Unity one unit block

bard at average human height for Unity default

The miner and some other assets are from GameDeveloperStudio (who I particularly like), and the 2D Jungle Side-Scrolling Platformer Pack, the latter of which is free from the asset store.

unity-scale-and-pixels-per-unit-1920x1080-hd


Mulling it over

On face value, it is simple: 1 unit (one square) in the scene is 1 metre in the game world. So a human will be around 1.75 units tall, while a giraffe would be 2 units tall.
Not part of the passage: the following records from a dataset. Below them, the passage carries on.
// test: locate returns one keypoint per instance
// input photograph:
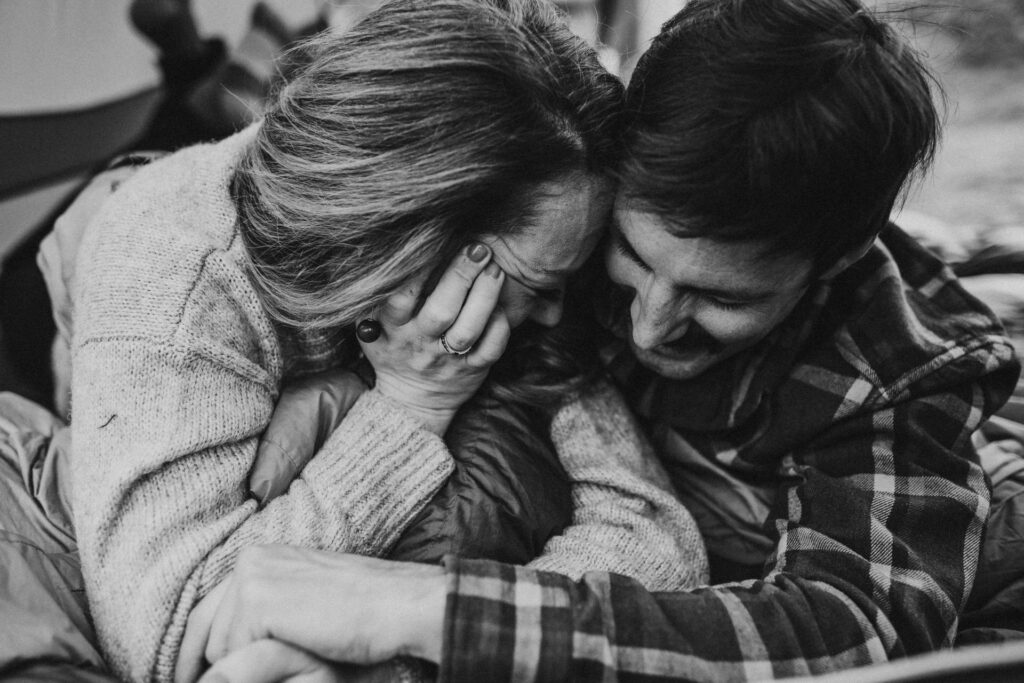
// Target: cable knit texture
(175, 372)
(626, 518)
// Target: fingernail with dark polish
(477, 252)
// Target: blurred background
(82, 81)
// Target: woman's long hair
(430, 123)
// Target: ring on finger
(451, 349)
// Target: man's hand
(272, 662)
(343, 608)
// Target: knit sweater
(175, 372)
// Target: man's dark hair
(793, 121)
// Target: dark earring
(368, 331)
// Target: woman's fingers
(269, 662)
(197, 638)
(476, 310)
(492, 343)
(442, 306)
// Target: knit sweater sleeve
(162, 460)
(626, 520)
(173, 381)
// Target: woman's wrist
(434, 419)
(425, 621)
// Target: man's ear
(848, 259)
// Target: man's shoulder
(899, 324)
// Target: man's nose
(547, 313)
(659, 314)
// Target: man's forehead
(747, 266)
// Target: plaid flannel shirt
(861, 407)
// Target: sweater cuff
(384, 465)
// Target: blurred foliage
(988, 32)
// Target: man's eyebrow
(738, 294)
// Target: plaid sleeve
(879, 535)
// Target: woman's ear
(848, 259)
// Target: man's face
(696, 301)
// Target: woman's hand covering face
(413, 367)
(341, 608)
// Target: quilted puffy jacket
(507, 496)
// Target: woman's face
(568, 219)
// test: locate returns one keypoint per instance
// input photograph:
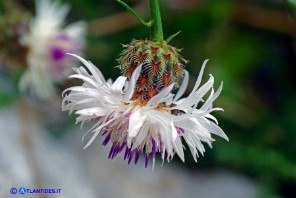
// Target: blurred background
(251, 47)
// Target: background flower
(47, 42)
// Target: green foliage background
(256, 64)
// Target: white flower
(48, 42)
(157, 125)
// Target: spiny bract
(161, 64)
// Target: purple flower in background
(48, 42)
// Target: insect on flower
(139, 113)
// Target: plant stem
(156, 28)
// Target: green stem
(147, 24)
(155, 22)
(156, 28)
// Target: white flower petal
(129, 92)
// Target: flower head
(135, 125)
(48, 42)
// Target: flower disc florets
(158, 125)
(161, 63)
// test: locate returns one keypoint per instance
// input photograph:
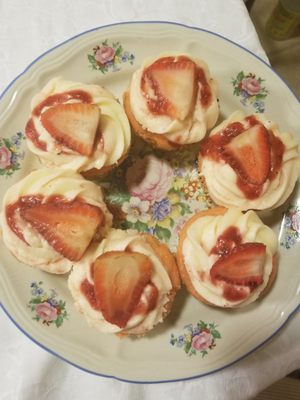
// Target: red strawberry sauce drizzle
(212, 147)
(226, 243)
(87, 289)
(163, 106)
(51, 101)
(26, 202)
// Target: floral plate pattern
(156, 192)
(46, 306)
(158, 199)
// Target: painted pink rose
(149, 179)
(5, 155)
(296, 222)
(202, 341)
(251, 86)
(46, 312)
(104, 54)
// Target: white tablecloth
(29, 28)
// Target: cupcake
(247, 163)
(126, 284)
(50, 218)
(227, 258)
(78, 126)
(171, 101)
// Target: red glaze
(212, 148)
(32, 134)
(162, 106)
(87, 289)
(11, 209)
(150, 303)
(25, 202)
(226, 242)
(235, 293)
(60, 98)
(30, 130)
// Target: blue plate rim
(291, 314)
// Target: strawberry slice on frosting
(78, 126)
(242, 267)
(169, 86)
(172, 100)
(126, 284)
(120, 278)
(227, 258)
(68, 227)
(51, 217)
(248, 163)
(74, 125)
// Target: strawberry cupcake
(125, 285)
(50, 218)
(172, 101)
(78, 126)
(227, 258)
(247, 163)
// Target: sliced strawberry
(74, 125)
(249, 155)
(169, 85)
(243, 266)
(148, 301)
(120, 278)
(67, 227)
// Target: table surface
(27, 29)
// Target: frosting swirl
(193, 127)
(113, 126)
(118, 240)
(221, 178)
(200, 240)
(46, 184)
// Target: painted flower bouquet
(155, 193)
(250, 89)
(47, 308)
(197, 339)
(106, 57)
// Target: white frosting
(118, 240)
(192, 129)
(45, 182)
(221, 178)
(202, 236)
(114, 127)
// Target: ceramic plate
(167, 353)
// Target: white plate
(231, 334)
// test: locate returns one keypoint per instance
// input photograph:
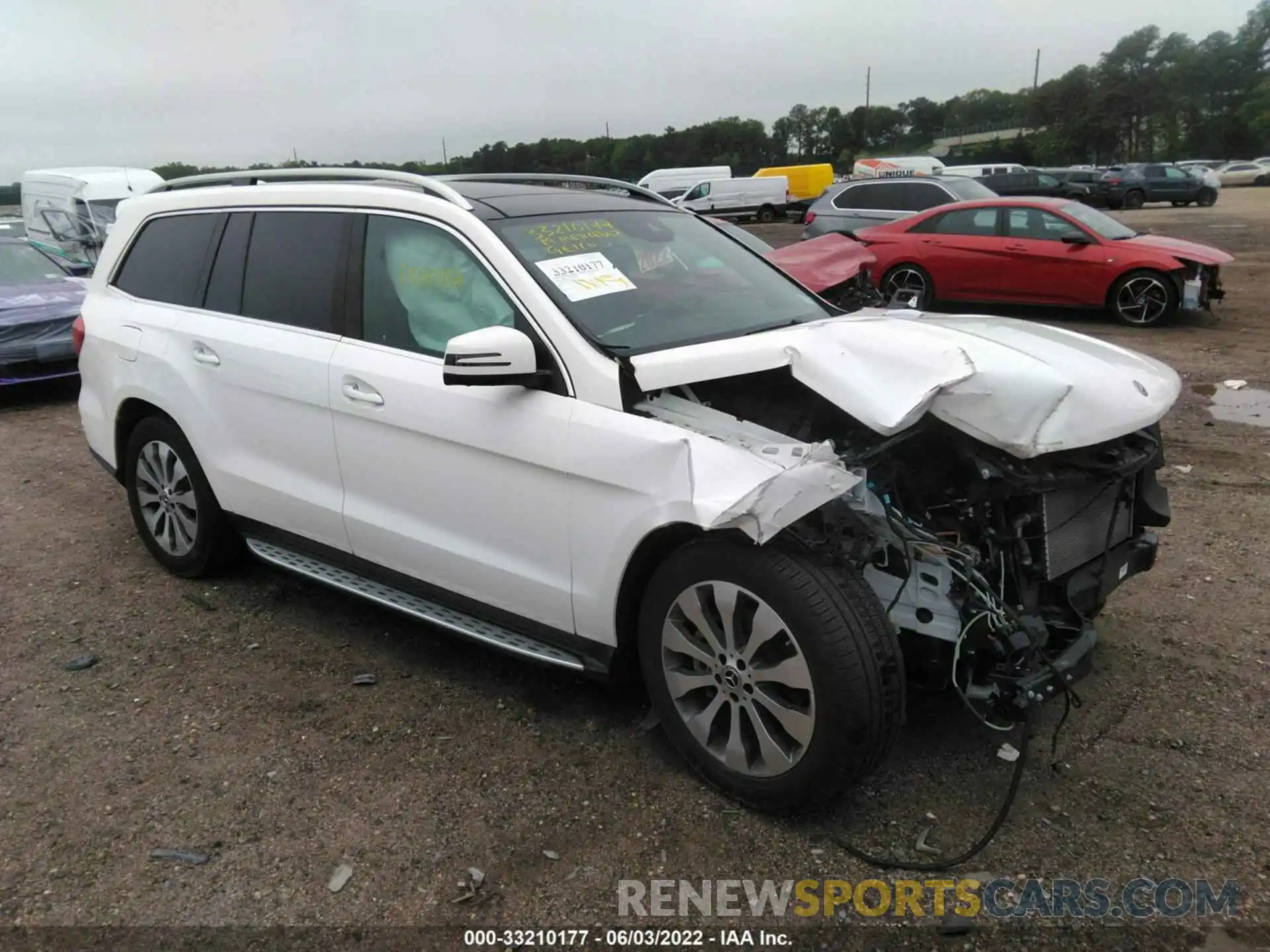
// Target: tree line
(1151, 97)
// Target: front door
(1039, 267)
(464, 488)
(962, 252)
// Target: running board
(459, 622)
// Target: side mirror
(491, 357)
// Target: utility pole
(864, 132)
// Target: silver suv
(857, 205)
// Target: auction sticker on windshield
(582, 277)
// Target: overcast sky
(234, 81)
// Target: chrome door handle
(362, 397)
(204, 354)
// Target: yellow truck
(807, 183)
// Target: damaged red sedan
(1042, 252)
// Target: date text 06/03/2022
(628, 938)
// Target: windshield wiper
(773, 327)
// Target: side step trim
(444, 617)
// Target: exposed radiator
(1076, 521)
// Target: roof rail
(549, 178)
(253, 177)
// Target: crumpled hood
(822, 263)
(1191, 251)
(23, 303)
(1024, 387)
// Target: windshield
(22, 264)
(752, 241)
(967, 190)
(1097, 222)
(102, 210)
(638, 281)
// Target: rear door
(1039, 267)
(255, 357)
(962, 251)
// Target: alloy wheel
(738, 678)
(167, 498)
(907, 282)
(1142, 300)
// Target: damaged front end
(991, 567)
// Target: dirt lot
(222, 717)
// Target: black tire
(851, 654)
(1150, 317)
(215, 542)
(927, 296)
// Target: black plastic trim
(597, 658)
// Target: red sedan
(1042, 252)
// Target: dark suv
(1035, 183)
(1134, 184)
(857, 205)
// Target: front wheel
(1143, 299)
(908, 281)
(173, 506)
(779, 683)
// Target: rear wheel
(1143, 299)
(779, 683)
(173, 504)
(908, 281)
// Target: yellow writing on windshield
(574, 237)
(450, 278)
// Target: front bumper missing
(1087, 589)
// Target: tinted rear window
(167, 259)
(292, 268)
(967, 190)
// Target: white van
(69, 211)
(672, 183)
(897, 165)
(973, 172)
(762, 198)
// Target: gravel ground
(222, 717)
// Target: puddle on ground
(1246, 405)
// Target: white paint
(1024, 387)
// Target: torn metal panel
(1019, 386)
(790, 479)
(36, 320)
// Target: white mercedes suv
(562, 418)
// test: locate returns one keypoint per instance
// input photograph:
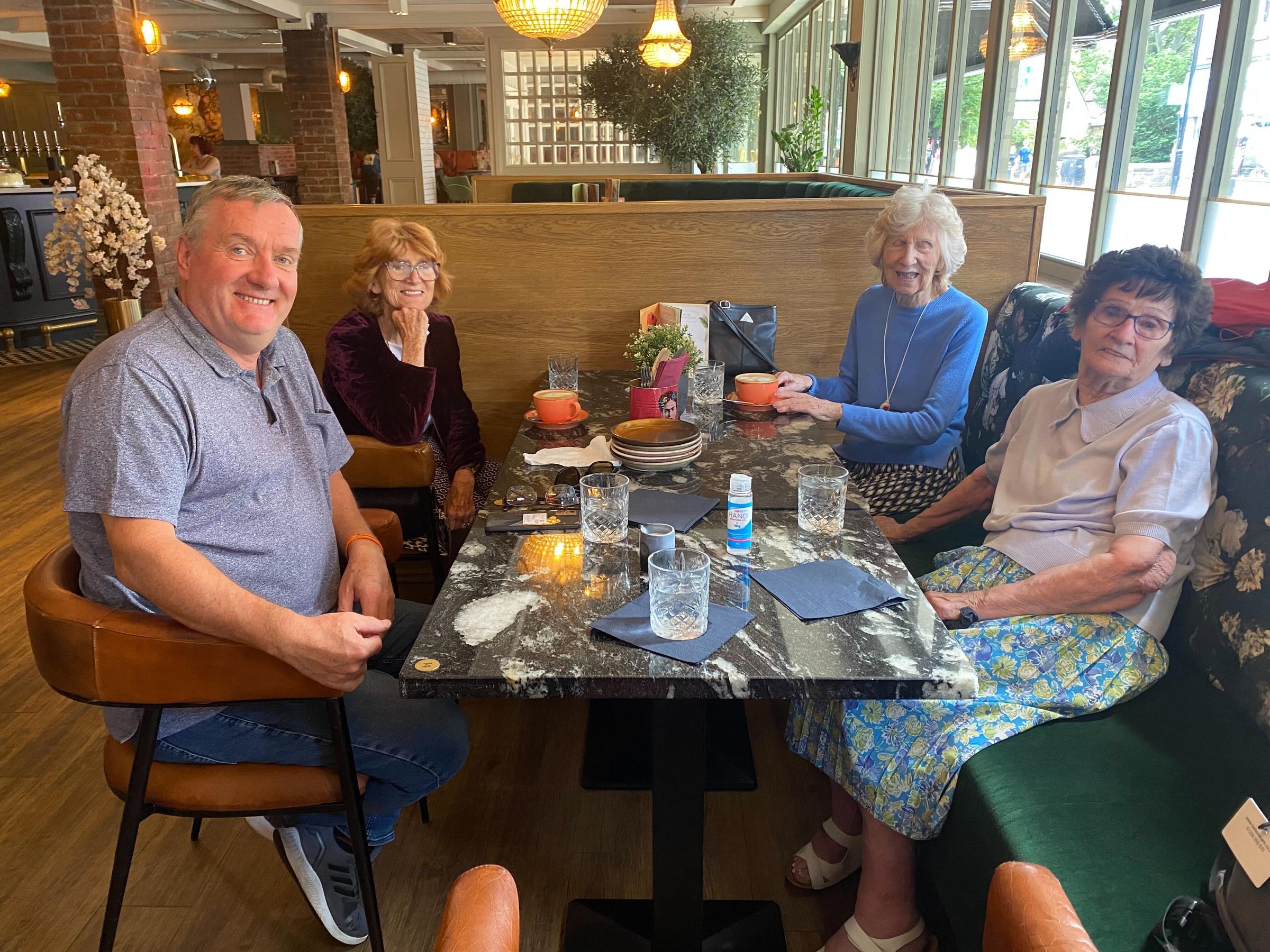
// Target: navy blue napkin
(632, 624)
(827, 589)
(678, 509)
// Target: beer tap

The default setting for PPU is 100, so, for a (now) standard HD 1920×1080 screen setting you have a visible working area of 19.2 x 10.8 unit, which (rounding) is 200 foot x 100 foot (57.6m x 32.4m).

Makes perfect sense, thus far.

But in Unity you add in an image or texture to your sprites – and it all goes to pot. Proverbially and literally, because maths. In game design, it seems, images are not a ‘resolution’ or a ‘height and width’ (as is the case in say web design or printing), but either POT or NPOT.

So, 2n: e.g. 22, 23, 24, 24, … 29
2, 4, 8, 16, 32, 64, 128, 256, 512, 1024, 2048 etc

But also not that simple, ‘cos different algorithms can have different, well, algorithms! In the case of DXT5, while appearing to nod towards POT, and working with NPOT, it also needs it be by perfectly divisible by 4. So, 21 = 2 would presumably fail, ‘cos 2/4 = 0.5, a fraction. 20 is not a power of 2, but 20/4 = 5, so it’s accepted.

In simpler terms, if I am reading this right, a png of size 256 x 256 is great, 512 x 64 pixels is also fine, but an image of size 511 x 64 or, worse, 255 x 255 is going to cause issues. But it’s not even that simple because the game engine wants to change the file, and doesn’t always know how to change it correctly, so it fudges and gets in a tizz.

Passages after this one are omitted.